Culture of Assam
The culture of Assam is traditionally a hybrid one, developed due to cultural assimilation of different ethnocultural groups under various politico- economic systems in different periods of history.
Assamese culture in its true sense today is a ‘cultural system’ composed of different subsystems. It is more interesting to note that even many of the source cultures of Assamese culture are still surviving either as sub-systems or assister entities. In a broader sense, therefore, the Assamese cultural system incorporates its source cultures and however, it is also important to keep the broader system closer to its roots.
Assam is the meeting ground of diverse cultures. The people of the enchanting state of Assam is an intermixture of various racial stocks such as Mongoloid, Indo-Burmese, Indo-Iranian and Aryan. The Assamese culture is a rich and exotic tapestry of all these races evolved through a long assimilative process. The natives of the state of Assam are known as “Asomiya” (Assamese), which is also the state language of Assam. The state has a large number of tribes, each unique in its tradition, culture, dress and exotic way of life. Diverse tribes like Bodo, Kachari, Karbi, Rabha, etc co-exist in Assam, most tribes have their own languages though Assamese is the principal language of the state.
A majority of the Assamese is the Vaishnavas. The two important cultural and religious institutions that influence the cultural fabric of Assam: the Satras, the site of religious and cultural practice which have been in existence for over 400 years and the Naamghar, the house of prayers. Villagers generally associate on the basis of membership of a local center of devotional worship called “Naamghar“. Villages are usually made up of families from a number of distinct castes.

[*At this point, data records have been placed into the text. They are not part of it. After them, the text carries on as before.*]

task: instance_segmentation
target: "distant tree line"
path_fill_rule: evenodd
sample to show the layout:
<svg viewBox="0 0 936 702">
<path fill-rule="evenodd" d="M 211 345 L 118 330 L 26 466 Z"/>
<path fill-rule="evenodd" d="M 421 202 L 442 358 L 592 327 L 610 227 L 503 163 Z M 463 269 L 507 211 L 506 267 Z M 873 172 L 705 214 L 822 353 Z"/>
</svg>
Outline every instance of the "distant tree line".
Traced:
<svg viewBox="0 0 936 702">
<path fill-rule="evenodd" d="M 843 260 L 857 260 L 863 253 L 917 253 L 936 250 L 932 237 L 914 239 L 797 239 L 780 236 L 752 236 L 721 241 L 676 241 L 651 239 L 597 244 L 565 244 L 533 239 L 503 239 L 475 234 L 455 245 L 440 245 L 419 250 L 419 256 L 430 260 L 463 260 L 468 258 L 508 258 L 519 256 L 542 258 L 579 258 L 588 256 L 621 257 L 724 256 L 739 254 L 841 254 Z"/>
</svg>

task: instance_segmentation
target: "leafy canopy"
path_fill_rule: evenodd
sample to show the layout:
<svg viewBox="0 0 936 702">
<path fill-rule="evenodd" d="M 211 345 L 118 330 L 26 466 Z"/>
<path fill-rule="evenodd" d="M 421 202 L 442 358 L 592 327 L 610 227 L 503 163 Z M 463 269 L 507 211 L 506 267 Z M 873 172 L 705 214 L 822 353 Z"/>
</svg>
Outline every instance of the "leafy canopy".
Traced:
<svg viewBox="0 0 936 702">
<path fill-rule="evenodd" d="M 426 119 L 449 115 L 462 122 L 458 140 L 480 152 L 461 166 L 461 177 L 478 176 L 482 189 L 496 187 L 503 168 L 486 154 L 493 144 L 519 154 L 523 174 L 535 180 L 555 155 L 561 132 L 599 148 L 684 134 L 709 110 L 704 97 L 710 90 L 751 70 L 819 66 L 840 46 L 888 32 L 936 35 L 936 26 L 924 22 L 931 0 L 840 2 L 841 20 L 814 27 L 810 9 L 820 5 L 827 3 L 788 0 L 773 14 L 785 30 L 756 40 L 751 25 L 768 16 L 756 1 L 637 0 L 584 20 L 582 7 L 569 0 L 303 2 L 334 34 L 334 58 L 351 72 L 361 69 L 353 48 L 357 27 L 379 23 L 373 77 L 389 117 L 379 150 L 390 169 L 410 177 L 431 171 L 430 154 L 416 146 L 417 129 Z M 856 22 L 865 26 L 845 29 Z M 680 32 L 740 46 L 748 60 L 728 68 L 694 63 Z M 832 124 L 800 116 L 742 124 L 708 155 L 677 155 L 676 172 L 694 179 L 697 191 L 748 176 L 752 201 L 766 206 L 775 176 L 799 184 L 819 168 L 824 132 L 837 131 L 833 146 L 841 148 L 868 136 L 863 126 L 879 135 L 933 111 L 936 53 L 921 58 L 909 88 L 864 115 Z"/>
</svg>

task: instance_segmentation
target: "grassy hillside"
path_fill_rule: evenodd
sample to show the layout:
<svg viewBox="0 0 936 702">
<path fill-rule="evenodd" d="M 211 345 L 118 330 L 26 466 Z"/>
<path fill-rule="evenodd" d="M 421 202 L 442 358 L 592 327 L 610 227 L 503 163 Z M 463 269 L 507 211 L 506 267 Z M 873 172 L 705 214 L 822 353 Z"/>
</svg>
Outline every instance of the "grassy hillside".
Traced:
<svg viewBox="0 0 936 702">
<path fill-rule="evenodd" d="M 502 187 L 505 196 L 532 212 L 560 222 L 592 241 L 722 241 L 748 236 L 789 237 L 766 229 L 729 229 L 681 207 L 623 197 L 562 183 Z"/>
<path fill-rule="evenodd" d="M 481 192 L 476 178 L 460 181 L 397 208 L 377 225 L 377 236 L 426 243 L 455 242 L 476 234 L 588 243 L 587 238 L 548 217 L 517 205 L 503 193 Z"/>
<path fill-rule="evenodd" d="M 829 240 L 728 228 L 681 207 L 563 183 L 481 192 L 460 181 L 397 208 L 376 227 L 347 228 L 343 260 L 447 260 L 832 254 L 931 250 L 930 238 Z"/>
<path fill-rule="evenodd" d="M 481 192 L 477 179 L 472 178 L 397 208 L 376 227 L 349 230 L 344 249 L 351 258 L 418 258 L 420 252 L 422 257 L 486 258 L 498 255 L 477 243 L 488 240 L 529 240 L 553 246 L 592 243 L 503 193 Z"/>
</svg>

The national festival of Assam is the Bihu which is celebrated in three parts during a year with great pomp and grandeur by all Assamese, irrespective of caste, creed or religion. Some of the common cultural traits available across these systems are:
Respect towards areca-nut and betel leaves
Respect towards particular symbolic cloth types such as Gamosa, Arnai, etc
Respect towards Jaapi
Respect towards traditional silk and cotton garments
Respect towards forefathers and elderly
Symbolism is an important part of Assamese culture. Various elements are being used to represent beliefs, feelings, pride, identity, etc. Symbolism is an ancient cultural practice in Assam, which is still very important for the people. Tamulpan, Xorai, and Gamosa are three important symbolic elements in Assamese culture.
Tamulpan (the areca nut and betel leaves) or guapan (Gua from Kwa ) are considered as the offers of devotion, respect, and friendship. It is an ancient tradition and is being followed since time immemorial with roots in the aboriginal Austroasiatic culture.
Xorai, a traditional symbol of Assam, is a manufactured bell-metal object and an article of great respect and is used as a container medium while performing respectful offerings. It is an offering tray with a stand at the bottom.
The Gamosa is an article of great significance for the people of Assam. Literally translated, it means ‘something to wipe the body with’ (Ga=body, mosa =to wipe); interpreting the word “gamosa” as the body-wiping towel is misleading. It is generally a white rectangular piece of cloth with primarily a red border on three sides and red woven motifs on the fourth (in addition to red, other colors are also used). Though it is used daily to wipe the body after a bath (an act of purification), the use is not restricted to this. It is used by the farmer as a waistcloth (tongali ) or a loincloth (Suriya ); a Bihu dancer wraps it around the head with a fluffy knot. It is hung around the neck at the prayer hall and was thrown over the shoulder in the past to signify social status. Guests are welcomed with the offering of a gamosa and tamul ( betel nut ) and elders are offered gamosas (Bihuwaan) during Bihu.